Se, apesar de tudo isso, me é permitida uma opinião pessoal, acho que Marcelo é muito melhor do que pensam os primeiros, mas não é o semideus com que sonham os outros.
Admito a minha ingenuidade (se calhar também a amizade me tolda um pouco…). Tendo ele agora atingido o que sempre quis, eu acreditava e desejava que ele tivesse acalmado, como o conquistador inveterado que encontra a mulher com quem se casa e muda de natureza, porque, afinal, era no fundo o que mais desejava.
Infelizmente, estou a convencer-me que a história do escorpião (que no meio do rio pica o boi e acaba a morrer afogado com ele) não é de recusar como hipótese explicativa. É pena que assim seja, dirão os seus verdadeiros amigos? É verdade. A um homem que se aproxima dos 70 anos “nada se recusa”, como disse Mário Sá Carneiro a outro propósito? Claro que sim.
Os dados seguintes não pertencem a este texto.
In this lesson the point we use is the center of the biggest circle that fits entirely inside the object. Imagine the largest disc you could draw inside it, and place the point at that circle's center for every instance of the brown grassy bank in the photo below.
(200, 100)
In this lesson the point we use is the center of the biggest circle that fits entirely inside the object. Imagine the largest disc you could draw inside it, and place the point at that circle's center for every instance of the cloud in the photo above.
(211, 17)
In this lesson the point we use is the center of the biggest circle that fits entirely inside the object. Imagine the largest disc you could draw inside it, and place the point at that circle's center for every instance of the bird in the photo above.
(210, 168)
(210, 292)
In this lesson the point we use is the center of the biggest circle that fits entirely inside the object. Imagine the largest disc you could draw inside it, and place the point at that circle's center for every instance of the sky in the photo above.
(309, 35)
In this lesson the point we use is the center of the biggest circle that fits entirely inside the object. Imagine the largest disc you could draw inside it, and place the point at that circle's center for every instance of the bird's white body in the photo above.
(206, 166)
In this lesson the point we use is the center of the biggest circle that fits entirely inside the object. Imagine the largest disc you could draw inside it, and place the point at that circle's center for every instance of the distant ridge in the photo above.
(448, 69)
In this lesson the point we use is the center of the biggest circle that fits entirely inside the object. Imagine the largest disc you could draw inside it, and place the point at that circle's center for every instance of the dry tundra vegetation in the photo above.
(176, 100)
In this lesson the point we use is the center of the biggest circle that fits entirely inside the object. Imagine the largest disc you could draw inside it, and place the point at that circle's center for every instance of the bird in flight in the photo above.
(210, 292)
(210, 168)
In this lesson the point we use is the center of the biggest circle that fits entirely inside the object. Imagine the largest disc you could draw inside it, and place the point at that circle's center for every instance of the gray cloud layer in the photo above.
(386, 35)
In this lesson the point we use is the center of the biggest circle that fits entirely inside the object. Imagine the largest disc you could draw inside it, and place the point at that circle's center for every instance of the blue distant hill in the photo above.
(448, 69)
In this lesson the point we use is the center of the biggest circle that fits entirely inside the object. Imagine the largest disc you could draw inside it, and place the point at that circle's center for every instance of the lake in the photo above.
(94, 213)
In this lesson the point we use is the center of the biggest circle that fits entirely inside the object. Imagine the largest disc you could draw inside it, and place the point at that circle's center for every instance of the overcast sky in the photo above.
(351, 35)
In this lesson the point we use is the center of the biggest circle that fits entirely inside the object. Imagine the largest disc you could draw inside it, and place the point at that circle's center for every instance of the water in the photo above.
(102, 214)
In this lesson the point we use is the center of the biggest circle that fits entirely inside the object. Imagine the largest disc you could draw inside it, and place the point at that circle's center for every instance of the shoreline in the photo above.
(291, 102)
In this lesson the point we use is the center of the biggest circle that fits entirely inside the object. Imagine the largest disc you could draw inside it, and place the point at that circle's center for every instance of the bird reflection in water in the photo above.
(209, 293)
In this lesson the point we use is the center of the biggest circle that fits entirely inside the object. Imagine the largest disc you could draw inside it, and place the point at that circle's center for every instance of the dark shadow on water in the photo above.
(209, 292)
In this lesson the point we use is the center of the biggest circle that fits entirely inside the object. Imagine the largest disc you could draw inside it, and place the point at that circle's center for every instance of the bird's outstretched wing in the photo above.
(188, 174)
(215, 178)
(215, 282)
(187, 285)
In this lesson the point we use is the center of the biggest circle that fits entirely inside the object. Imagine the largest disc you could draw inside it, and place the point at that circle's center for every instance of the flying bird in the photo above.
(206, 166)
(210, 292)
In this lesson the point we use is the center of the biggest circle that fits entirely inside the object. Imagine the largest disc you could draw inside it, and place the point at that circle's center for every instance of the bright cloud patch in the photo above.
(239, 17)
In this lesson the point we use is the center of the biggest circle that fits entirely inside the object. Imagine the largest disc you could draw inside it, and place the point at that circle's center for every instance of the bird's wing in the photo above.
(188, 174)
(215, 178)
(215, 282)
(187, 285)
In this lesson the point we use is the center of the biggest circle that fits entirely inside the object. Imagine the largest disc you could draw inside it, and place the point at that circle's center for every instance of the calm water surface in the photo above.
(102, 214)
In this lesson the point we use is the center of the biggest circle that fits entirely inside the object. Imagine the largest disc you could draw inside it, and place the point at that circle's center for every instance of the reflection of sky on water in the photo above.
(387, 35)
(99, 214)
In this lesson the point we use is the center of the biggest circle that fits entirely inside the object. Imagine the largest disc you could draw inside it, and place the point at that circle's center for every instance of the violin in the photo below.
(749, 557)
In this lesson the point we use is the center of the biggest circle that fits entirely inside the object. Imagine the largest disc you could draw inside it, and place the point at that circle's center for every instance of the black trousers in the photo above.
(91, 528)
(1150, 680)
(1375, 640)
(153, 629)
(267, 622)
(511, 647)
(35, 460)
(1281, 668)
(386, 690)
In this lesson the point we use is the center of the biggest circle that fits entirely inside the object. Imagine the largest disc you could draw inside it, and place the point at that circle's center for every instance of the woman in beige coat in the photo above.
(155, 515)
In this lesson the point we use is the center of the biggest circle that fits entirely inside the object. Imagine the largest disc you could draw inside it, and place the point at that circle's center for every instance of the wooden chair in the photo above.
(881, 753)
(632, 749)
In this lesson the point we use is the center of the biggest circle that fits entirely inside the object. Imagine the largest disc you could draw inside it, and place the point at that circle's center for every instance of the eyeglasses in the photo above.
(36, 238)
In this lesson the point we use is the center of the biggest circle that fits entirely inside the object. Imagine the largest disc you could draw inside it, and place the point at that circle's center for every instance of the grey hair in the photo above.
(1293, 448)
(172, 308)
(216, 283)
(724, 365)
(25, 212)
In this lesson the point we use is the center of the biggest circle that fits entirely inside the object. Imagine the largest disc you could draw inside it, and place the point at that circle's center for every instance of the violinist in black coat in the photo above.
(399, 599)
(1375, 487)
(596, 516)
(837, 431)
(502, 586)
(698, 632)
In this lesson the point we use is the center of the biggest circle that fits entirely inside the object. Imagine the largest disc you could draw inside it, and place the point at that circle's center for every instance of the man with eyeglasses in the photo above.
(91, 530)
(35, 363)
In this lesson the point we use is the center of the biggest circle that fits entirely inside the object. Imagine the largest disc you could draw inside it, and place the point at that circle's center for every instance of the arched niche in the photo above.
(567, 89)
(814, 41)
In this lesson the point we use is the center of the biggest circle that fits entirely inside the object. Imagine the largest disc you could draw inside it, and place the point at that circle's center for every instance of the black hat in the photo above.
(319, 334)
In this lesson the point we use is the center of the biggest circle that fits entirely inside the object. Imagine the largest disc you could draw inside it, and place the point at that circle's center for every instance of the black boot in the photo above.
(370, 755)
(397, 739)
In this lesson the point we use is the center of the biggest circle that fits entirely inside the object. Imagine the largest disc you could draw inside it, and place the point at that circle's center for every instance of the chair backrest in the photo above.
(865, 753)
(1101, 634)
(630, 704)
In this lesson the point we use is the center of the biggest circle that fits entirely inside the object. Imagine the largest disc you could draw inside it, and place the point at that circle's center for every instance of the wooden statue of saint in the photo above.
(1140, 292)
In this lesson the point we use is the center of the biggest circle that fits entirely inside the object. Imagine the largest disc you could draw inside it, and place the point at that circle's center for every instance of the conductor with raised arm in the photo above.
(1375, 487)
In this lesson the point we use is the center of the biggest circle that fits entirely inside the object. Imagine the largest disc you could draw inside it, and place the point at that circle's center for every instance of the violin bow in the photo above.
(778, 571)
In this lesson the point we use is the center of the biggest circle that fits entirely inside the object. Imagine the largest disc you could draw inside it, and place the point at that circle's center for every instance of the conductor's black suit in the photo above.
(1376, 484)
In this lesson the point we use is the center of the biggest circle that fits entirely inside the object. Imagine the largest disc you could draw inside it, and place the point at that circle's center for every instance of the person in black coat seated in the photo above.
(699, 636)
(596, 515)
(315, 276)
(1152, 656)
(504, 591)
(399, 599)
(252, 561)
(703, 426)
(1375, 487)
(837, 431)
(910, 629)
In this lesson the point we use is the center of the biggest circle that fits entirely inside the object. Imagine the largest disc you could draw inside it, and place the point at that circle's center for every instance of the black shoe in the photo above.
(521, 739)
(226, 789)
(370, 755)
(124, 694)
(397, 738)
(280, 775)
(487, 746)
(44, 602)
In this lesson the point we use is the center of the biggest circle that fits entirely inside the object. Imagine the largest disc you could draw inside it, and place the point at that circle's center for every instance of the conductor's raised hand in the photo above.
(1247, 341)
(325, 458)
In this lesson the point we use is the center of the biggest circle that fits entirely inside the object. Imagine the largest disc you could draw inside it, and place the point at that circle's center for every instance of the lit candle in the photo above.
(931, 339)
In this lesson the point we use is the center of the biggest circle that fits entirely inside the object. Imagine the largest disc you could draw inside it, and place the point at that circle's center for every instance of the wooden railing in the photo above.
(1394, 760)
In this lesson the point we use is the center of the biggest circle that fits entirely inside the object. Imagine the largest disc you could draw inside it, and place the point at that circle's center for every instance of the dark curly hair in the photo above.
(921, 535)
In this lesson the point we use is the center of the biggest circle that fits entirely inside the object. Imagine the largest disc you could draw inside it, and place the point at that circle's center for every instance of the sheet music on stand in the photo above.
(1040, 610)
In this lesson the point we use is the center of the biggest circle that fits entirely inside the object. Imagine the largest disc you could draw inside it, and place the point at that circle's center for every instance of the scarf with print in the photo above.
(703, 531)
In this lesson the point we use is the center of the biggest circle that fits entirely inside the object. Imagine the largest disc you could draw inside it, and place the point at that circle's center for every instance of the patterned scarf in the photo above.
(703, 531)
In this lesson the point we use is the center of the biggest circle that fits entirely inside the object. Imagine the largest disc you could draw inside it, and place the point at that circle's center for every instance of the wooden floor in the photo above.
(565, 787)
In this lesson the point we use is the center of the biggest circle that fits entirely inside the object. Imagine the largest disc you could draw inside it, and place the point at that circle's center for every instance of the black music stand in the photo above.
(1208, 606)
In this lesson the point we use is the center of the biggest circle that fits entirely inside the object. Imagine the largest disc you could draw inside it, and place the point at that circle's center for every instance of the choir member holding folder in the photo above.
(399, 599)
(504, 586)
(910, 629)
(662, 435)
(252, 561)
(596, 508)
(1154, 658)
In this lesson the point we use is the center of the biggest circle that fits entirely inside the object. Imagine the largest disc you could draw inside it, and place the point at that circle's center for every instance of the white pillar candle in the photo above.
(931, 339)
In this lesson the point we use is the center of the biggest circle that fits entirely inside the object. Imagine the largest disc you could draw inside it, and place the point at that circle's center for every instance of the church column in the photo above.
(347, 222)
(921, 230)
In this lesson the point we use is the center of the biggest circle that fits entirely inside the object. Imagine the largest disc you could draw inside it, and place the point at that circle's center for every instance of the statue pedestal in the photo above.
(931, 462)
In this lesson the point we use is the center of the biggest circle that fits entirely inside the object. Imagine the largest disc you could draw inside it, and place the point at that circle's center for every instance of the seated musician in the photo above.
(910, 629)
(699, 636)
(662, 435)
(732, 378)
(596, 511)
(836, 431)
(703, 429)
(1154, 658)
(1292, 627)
Mas o que mais lamento é que isto me faz lembrar demasiado o famoso “Super-homem” da minha infância: tinha tudo para salvar o mundo e dedicou-se a ajudar velhinhas a atravessar as ruas. Hoje, dir-se-ia que seria recordado pelos milhares de “selfies” com que encheria o Instagram dos portugueses e não por aquilo que realmente a longo prazo é essencial.
E o CDS, no meio disto tudo?
Para começar, o Congresso foi um êxito. Como escreveu João Taborda da Gama, foi a primeira vez que prestou atenção a um congresso do CDS. E os media estão a chegar à mesma conclusão, ampliando tal sucesso.
Depois, o CDS conseguiu dar ao país e este perceber que, por ali, existe ambição, modernidade e juventude. E isto é o futuro, sobretudo se comparado com o poeirento PSD. Como disse alguém, “tenho a certeza que serei primeiro-ministro, só não sei é quando”. E foi.
Finalmente, o CDS é o grande beneficiado da estratégia de Marcelo Rebelo de Sousa e da vontade da burguesia ilustrada em que Costa alcance a maioria absoluta. Isso é de tal modo óbvio que nem vale a pena explicar.
O CDS pode ultrapassar o PSD? Não digo que vá ser fácil, nem que seja provável, mas o tema estar a entrar no debate político já é em si mesmo uma vitória. Em resumo:
- Se Rui Rio não conseguir evitar que Marcelo volte ao protagonismo.
- Se as eleições europeias correrem bem ao CDS.
- Se o eleitorado de direita não exigir as coligações.
- Se o PS tiver maioria absoluta, e sobretudo…
- Se o efeito Lisboa for reproduzível nos meios urbanos onde estão os votos, não é impossível que aconteça.